Is it not now generally recognised that our society has lost something over the last 100 years, something to do with the rise of the individual identity and the fall of community cohesion? We criticise societies for being fragmented, isolating places, but perhaps this is at least partially our own fault. It hasn't always been standard practice to maintain a small group of desirable contacts while dropping others who were less entertaining or tiresome in some other way. Such behaviour would be considered morally wrong in many cultures, yet some posters here seem to see something laudable about culling their friendship list of people who are not 'true friends' or who have simply become rather dull.

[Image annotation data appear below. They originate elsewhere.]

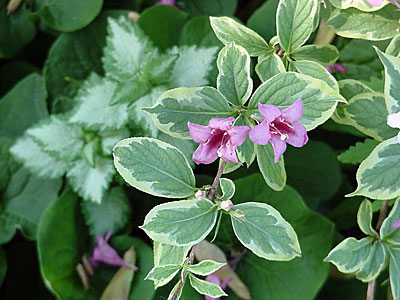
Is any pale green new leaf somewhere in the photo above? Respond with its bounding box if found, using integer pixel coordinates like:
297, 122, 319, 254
343, 93, 398, 141
219, 178, 235, 200
292, 45, 339, 66
185, 259, 226, 276
144, 87, 234, 139
291, 60, 339, 92
389, 247, 400, 300
67, 156, 115, 203
145, 264, 182, 287
188, 273, 228, 298
69, 73, 128, 130
210, 17, 273, 56
256, 144, 286, 191
324, 237, 373, 273
357, 199, 379, 238
82, 186, 132, 238
347, 137, 400, 200
356, 242, 388, 282
256, 53, 286, 82
230, 202, 301, 261
114, 137, 196, 198
10, 135, 68, 178
217, 42, 253, 106
276, 0, 319, 53
338, 139, 379, 165
380, 198, 400, 245
167, 46, 218, 88
26, 115, 84, 161
249, 72, 345, 130
376, 49, 400, 114
326, 6, 399, 41
141, 198, 217, 246
103, 17, 154, 82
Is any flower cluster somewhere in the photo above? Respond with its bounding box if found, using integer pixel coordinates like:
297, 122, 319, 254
188, 98, 308, 164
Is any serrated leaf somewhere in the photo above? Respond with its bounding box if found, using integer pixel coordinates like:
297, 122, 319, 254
167, 46, 218, 88
326, 6, 399, 41
114, 138, 196, 198
144, 87, 234, 139
256, 144, 286, 191
357, 199, 379, 238
82, 187, 132, 238
217, 42, 253, 106
230, 202, 301, 261
343, 93, 398, 141
145, 264, 182, 287
102, 17, 155, 82
380, 198, 400, 245
249, 72, 344, 130
10, 135, 69, 178
376, 49, 400, 114
219, 178, 235, 200
292, 45, 339, 66
346, 137, 400, 200
291, 60, 339, 92
141, 198, 217, 246
189, 273, 228, 298
338, 139, 379, 165
276, 0, 318, 53
210, 17, 273, 56
67, 156, 115, 203
324, 237, 373, 273
26, 115, 84, 162
185, 259, 226, 276
69, 73, 128, 130
255, 53, 286, 82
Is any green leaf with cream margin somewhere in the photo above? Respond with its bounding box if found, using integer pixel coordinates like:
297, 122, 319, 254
346, 137, 400, 200
143, 87, 235, 139
357, 199, 379, 239
217, 42, 253, 106
249, 72, 346, 130
230, 202, 301, 261
326, 5, 399, 41
140, 198, 218, 246
375, 48, 400, 114
113, 137, 197, 198
210, 17, 273, 56
276, 0, 319, 53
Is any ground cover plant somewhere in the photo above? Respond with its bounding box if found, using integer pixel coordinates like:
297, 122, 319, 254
0, 0, 400, 300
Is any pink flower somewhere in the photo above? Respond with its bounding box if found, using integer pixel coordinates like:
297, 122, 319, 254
325, 63, 347, 74
366, 0, 400, 8
392, 219, 400, 229
188, 117, 250, 164
204, 274, 232, 300
249, 98, 308, 163
92, 231, 137, 270
154, 0, 179, 8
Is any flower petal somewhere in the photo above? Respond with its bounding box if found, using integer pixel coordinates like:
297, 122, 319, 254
387, 112, 400, 128
192, 142, 219, 165
227, 126, 250, 146
286, 123, 308, 147
208, 117, 235, 131
188, 122, 212, 144
258, 104, 282, 123
282, 98, 303, 124
271, 134, 286, 163
249, 122, 271, 145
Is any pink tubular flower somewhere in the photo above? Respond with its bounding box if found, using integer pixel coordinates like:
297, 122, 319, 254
204, 274, 232, 300
92, 231, 137, 270
249, 98, 308, 163
188, 117, 250, 164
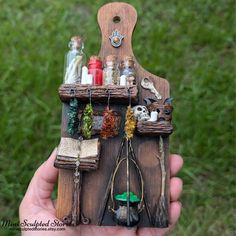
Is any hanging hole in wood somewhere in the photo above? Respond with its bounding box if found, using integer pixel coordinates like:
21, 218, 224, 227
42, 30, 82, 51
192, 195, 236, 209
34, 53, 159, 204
113, 16, 121, 24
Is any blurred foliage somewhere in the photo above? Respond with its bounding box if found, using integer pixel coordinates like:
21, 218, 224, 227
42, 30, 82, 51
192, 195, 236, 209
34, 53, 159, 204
0, 0, 236, 236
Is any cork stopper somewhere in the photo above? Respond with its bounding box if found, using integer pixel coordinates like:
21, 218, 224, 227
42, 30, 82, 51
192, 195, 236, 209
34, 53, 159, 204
89, 56, 101, 61
106, 55, 117, 62
69, 36, 83, 48
121, 55, 134, 67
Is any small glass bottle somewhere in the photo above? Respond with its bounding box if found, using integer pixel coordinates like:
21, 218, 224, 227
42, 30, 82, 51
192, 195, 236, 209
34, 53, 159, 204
120, 56, 136, 86
103, 55, 120, 85
64, 36, 86, 84
88, 56, 103, 86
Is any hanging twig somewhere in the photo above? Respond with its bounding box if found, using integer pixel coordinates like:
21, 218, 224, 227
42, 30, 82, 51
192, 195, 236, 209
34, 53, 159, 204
154, 136, 168, 228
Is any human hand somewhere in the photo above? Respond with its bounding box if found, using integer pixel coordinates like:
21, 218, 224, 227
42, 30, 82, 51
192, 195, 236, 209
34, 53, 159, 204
19, 149, 183, 236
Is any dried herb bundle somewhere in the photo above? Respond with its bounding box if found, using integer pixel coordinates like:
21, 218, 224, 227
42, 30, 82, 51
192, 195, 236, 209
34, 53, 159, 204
67, 98, 78, 136
125, 106, 136, 139
100, 106, 117, 139
82, 103, 93, 139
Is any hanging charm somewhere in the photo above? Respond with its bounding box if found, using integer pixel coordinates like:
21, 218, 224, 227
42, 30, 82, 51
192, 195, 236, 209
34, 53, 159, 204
82, 89, 93, 139
100, 91, 118, 139
67, 98, 79, 136
125, 105, 136, 139
109, 30, 124, 48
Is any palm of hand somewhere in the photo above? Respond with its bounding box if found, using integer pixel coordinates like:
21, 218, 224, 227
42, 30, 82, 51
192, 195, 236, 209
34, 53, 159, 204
20, 150, 183, 236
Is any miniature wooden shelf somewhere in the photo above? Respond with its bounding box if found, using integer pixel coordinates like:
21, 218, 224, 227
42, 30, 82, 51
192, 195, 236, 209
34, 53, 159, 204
137, 121, 173, 136
59, 84, 138, 104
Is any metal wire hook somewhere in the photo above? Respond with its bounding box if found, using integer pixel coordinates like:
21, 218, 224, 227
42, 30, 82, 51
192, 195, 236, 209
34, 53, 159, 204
106, 88, 111, 108
127, 88, 131, 106
88, 87, 92, 104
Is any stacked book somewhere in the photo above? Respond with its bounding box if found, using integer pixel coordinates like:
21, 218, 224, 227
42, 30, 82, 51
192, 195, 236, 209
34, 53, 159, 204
54, 137, 101, 171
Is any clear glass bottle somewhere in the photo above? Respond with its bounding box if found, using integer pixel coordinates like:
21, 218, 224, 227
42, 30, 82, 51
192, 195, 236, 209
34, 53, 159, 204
120, 56, 136, 86
64, 36, 86, 84
103, 55, 120, 85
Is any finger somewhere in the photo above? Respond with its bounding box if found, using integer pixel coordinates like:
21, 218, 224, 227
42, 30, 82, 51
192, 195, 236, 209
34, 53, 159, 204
137, 202, 182, 236
170, 177, 183, 202
170, 154, 183, 176
170, 202, 182, 227
25, 148, 58, 200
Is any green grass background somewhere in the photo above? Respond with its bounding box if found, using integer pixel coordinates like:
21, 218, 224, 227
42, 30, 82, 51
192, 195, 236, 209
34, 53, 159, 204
0, 0, 236, 236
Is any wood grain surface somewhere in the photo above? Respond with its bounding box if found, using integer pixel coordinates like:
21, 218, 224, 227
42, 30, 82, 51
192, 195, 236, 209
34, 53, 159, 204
57, 3, 170, 227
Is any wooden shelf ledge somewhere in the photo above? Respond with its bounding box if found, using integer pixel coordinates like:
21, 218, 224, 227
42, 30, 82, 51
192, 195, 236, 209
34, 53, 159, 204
137, 121, 173, 136
59, 84, 138, 104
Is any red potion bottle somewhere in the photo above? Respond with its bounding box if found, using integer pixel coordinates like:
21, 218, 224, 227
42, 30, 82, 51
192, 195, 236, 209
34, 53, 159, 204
88, 56, 103, 85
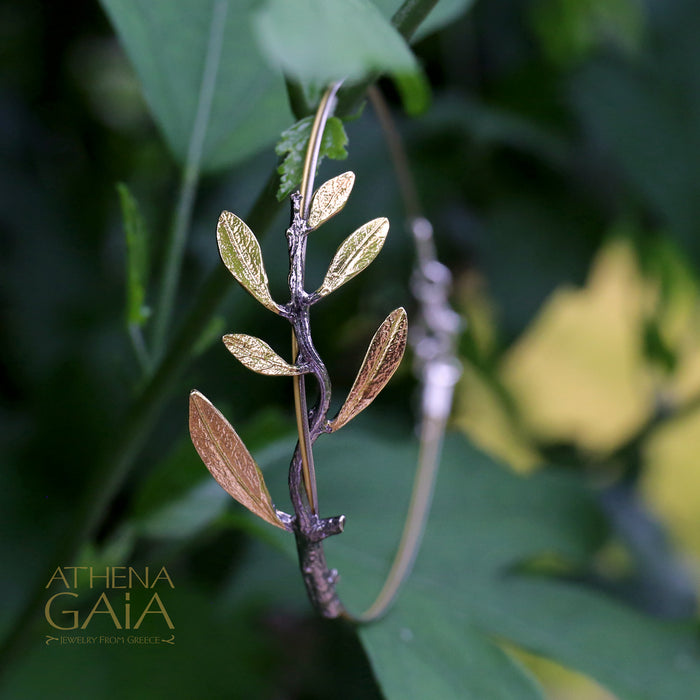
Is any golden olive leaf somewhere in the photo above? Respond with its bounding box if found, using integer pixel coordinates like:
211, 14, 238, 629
190, 391, 287, 530
216, 211, 279, 314
223, 333, 302, 377
307, 171, 355, 230
330, 307, 408, 431
316, 217, 389, 297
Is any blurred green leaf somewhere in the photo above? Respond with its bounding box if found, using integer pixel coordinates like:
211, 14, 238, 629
394, 70, 430, 116
117, 182, 150, 327
360, 594, 544, 700
102, 0, 293, 171
255, 0, 416, 84
373, 0, 474, 40
571, 2, 700, 265
530, 0, 645, 67
275, 116, 348, 202
260, 429, 700, 700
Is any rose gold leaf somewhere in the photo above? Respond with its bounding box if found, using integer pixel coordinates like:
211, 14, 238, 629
308, 171, 355, 230
330, 307, 408, 431
316, 217, 389, 297
216, 211, 279, 314
190, 391, 286, 530
223, 333, 302, 377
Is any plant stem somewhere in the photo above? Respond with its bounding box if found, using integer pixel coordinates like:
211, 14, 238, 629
337, 0, 438, 117
153, 0, 228, 358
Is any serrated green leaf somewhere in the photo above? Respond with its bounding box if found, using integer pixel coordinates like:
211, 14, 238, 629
117, 182, 150, 327
216, 211, 280, 314
190, 391, 286, 530
275, 116, 348, 202
316, 217, 389, 297
223, 333, 302, 377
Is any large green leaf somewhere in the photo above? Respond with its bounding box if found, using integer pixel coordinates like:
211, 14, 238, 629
572, 0, 700, 265
258, 429, 700, 700
101, 0, 293, 170
255, 0, 417, 84
373, 0, 482, 39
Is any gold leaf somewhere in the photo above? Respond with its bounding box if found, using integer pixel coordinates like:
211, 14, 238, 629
223, 333, 302, 377
316, 217, 389, 297
330, 307, 408, 431
216, 211, 279, 314
190, 391, 287, 530
308, 171, 355, 230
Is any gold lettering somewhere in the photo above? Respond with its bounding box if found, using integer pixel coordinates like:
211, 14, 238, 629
112, 566, 126, 588
44, 591, 78, 630
134, 593, 175, 630
151, 567, 175, 588
90, 566, 109, 588
45, 566, 70, 588
129, 566, 149, 588
81, 593, 122, 630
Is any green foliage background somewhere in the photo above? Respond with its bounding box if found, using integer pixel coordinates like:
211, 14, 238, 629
0, 0, 700, 700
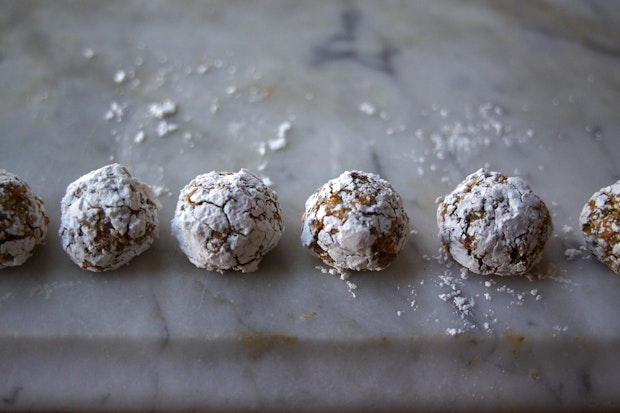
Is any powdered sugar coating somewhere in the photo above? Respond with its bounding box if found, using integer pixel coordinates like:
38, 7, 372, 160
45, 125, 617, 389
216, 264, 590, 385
579, 181, 620, 274
301, 171, 409, 271
0, 169, 49, 269
172, 169, 284, 272
58, 164, 161, 272
437, 169, 553, 275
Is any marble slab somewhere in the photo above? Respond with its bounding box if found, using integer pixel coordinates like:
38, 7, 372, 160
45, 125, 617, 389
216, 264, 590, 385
0, 0, 620, 412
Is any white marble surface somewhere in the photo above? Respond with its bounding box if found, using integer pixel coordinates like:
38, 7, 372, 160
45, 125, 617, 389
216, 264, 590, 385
0, 0, 620, 411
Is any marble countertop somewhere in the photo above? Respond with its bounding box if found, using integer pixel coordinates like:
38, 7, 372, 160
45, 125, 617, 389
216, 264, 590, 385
0, 0, 620, 411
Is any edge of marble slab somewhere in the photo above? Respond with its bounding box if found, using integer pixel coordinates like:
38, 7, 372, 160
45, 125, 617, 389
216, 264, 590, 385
0, 334, 620, 411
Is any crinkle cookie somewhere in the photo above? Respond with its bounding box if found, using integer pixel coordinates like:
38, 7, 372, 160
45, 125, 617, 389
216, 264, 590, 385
0, 169, 49, 269
301, 171, 409, 272
579, 181, 620, 274
437, 169, 553, 275
58, 164, 161, 272
172, 169, 284, 272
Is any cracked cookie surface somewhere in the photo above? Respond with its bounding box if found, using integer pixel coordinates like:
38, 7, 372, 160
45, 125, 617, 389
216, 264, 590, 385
172, 169, 284, 272
301, 171, 409, 271
58, 164, 161, 272
0, 169, 49, 269
437, 169, 553, 275
579, 181, 620, 274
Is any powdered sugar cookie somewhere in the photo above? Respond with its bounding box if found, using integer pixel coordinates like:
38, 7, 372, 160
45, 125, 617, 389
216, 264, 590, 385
172, 169, 284, 272
58, 164, 161, 271
0, 169, 49, 269
301, 171, 409, 271
437, 169, 553, 275
579, 181, 620, 274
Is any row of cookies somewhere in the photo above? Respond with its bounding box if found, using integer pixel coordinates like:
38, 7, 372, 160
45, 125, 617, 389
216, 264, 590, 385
0, 164, 620, 275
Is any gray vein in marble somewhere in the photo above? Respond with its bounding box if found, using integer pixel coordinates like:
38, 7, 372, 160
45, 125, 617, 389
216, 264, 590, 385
311, 2, 396, 75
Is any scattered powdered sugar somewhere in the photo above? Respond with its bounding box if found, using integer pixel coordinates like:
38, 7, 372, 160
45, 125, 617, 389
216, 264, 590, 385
437, 271, 475, 335
149, 99, 177, 119
268, 121, 292, 151
104, 101, 127, 122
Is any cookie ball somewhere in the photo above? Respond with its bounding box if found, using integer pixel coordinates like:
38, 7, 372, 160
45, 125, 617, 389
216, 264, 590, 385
58, 164, 161, 272
0, 169, 49, 269
301, 171, 409, 272
437, 169, 553, 275
579, 181, 620, 274
172, 169, 284, 272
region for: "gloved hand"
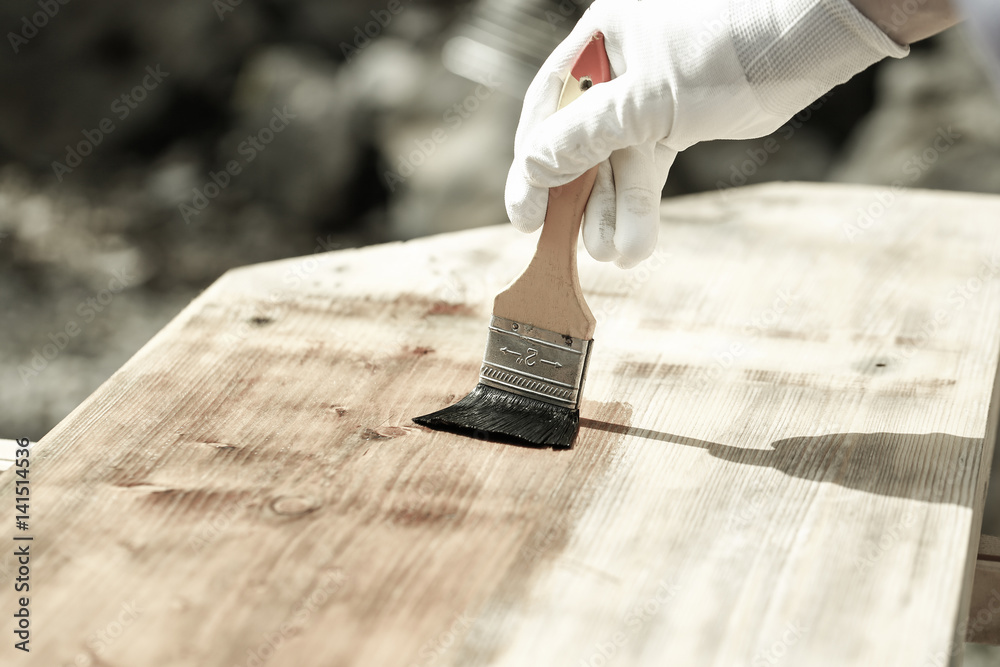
[505,0,909,267]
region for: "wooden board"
[966,536,1000,646]
[0,184,1000,667]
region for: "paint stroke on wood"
[0,184,1000,667]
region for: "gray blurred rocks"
[831,29,1000,193]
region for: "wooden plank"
[0,184,1000,667]
[966,535,1000,646]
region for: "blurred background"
[0,0,1000,656]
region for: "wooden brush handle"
[493,33,611,340]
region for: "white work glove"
[505,0,909,267]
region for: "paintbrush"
[413,33,611,448]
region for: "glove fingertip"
[504,176,548,234]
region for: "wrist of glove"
[505,0,908,267]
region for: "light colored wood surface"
[0,184,1000,667]
[966,536,1000,646]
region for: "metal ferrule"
[479,315,593,410]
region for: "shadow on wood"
[580,419,982,504]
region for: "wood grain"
[0,184,1000,667]
[966,536,1000,646]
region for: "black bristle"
[413,384,580,448]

By the way, I don't understand how you can all be amazing friends who would never fail to help someone in need while also editing, dropping, leaving, fading and generally walking away. It makes no sense. How is the friend supposed to magically latch onto the knowledge that last week you provided a willing shoulder to cry on but have since decided that any more of that carry-on would be gratuitous and selfish? They may not have the self-awareness or maturity than you have to know this.
The world is full, of hurting, broken people who need friends and who are unlikely to be able to make any in a world were fun, thriving people will only tolerate individuals as high-functioning as themselves. I don't think community is quite so optional. Perish the thought that some of these self-confessed 'fussy' posters may find themselves sitting in a bedsit one day, achingly lonely, poor, will and robbed of self-esteem, hoping against hope that someone will offer them the hand of friendship.
There are so many threads on mumsnet expressing the pain of rejection in friendship. Perhaps this is why.